Micrograph showing full-thickness epidermal necrosis with a basket weave-like stratum corneum and separation of the dermis and epidermis, skin biopsy, H&E stain
SJS, like TEN and erythema multiforme, is characterized by confluent epidermal necrosis with minimal associated inflammation. The acuity is apparent from the (normal) basket weave-like pattern of the stratum corneum. An idiosyncratic, delayed-hypersensitivity reaction has been implicated in the pathophysiology of SJS. Certain population groups appear more susceptible to develop SJS than the general population.
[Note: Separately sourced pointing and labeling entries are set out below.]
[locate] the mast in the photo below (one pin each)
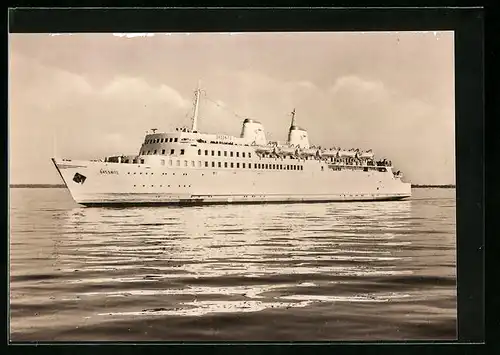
(196, 108)
(291, 126)
(293, 118)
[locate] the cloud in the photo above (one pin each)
(127, 88)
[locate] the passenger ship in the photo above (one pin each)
(190, 167)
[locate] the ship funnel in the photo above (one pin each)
(253, 132)
(297, 136)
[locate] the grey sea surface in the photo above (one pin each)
(286, 272)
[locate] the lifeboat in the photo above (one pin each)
(288, 150)
(329, 153)
(264, 149)
(346, 153)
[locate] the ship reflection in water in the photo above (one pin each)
(338, 271)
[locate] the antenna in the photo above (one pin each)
(196, 107)
(54, 144)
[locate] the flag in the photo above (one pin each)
(79, 178)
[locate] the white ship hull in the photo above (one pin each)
(93, 183)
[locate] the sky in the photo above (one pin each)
(86, 96)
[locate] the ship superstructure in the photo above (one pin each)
(190, 167)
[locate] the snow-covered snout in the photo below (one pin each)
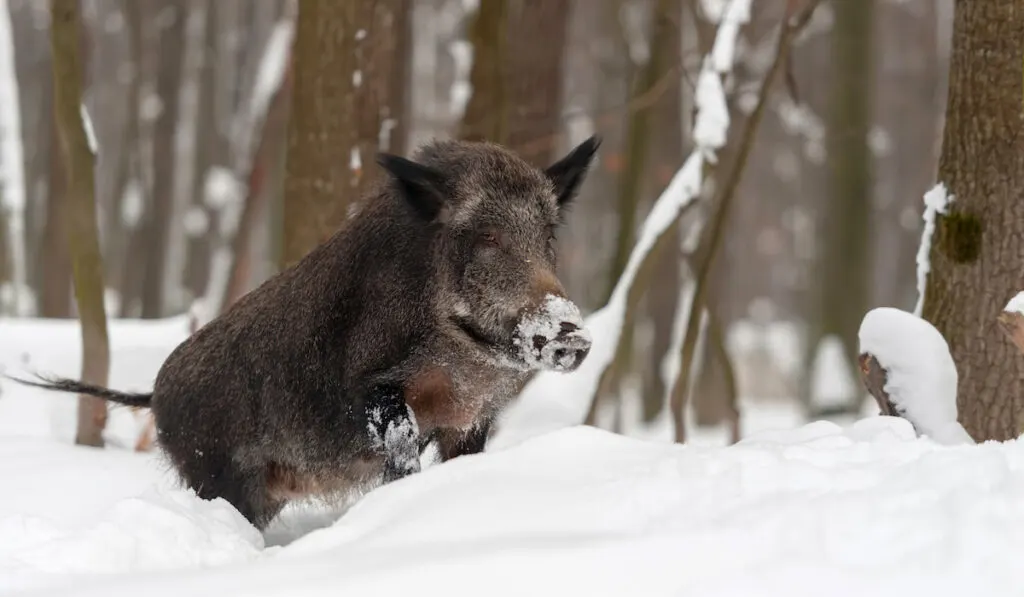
(553, 336)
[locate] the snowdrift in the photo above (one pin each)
(816, 510)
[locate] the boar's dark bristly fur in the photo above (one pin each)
(403, 328)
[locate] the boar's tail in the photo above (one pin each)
(69, 385)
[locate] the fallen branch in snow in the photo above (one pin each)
(788, 30)
(875, 378)
(905, 365)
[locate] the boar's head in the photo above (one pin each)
(494, 219)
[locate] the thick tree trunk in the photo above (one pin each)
(516, 81)
(83, 238)
(54, 259)
(978, 251)
(343, 92)
(844, 265)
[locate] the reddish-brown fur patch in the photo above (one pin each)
(431, 395)
(287, 483)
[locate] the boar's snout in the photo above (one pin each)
(553, 337)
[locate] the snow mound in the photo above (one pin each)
(869, 509)
(923, 378)
(161, 529)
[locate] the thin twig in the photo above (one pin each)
(794, 23)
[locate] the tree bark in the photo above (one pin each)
(845, 264)
(83, 237)
(343, 92)
(518, 49)
(54, 260)
(171, 42)
(976, 252)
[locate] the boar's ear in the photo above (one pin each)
(422, 185)
(567, 173)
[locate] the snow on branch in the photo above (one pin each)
(936, 202)
(905, 365)
(607, 323)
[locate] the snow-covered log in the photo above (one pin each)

Slow acetylators, patients who are immunocompromised (especially those infected with HIV), and patients with brain tumors undergoing radiotherapy with concomitant antiepileptics are among those at most risk.
Slow acetylators are people whose liver cannot completely detoxify reactive drug metabolites. For example, patients with sulfonamide-induced toxic epidermal necrolysis have been shown to have a slow acetylator genotype that results in increased production of sulfonamide hydroxylamine via the cytochrome P-450 pathway. These drug metabolites may have direct toxic effects or may act as haptens that interact with host tissues, rendering them antigenic.
Antigen presentation and production of tumor necrosis factor (TNF)–alpha by the local tissue dendrocytes results in the recruitment and augmentation of T-lymphocyte proliferation and enhances the cytotoxicity of the other immune effector cells. A “killer effector molecule” has been identified that may play a role in the activation of cytotoxic lymphocytes. The activated CD8+ cytotoxic T cells, in turn, can induce epidermal cell apoptosis via several mechanisms, which include the release of granzyme B and perforin.
Perforin, a pore-making monomeric granule released from natural killer cells and cytotoxic T lymphocytes, kills target cells by forming polymers and tubular structures not unlike the membrane attack complex of the complement system. Apoptosis of keratinocytes can also take place as a result of ligation of their surface death receptors with the appropriate molecules. Those can trigger the activation of the caspase system, leading to DNA disorganization and cell death.
Apoptosis of keratinocytes can be mediated by direct interaction between the cell-death receptor Fas and its ligand. Both can be present on the surfaces of the keratinocytes. Alternatively, activated T-cells can release soluble Fas ligand and interferon-gamma, which induces Fas expression by keratinocytes. Researchers have found increased levels of soluble Fas ligand in the sera of patients with SJS/TEN before skin detachment or onset of mucosal lesions.
The death of keratinocytes causes separation of the epidermis from the dermis. Once apoptosis ensues, the dying cells provoke recruitment of more chemokines. This can perpetuate the inflammatory process, which leads to extensive epidermal necrolysis. Higher doses and rapid introduction of allopurinol and lamotrigine may also increase the risk of developing SJS/TEN. Risk is lessened by starting these at the low doses and titrating gradually. Some evidence indicates systemic lupus is a risk factor, as well.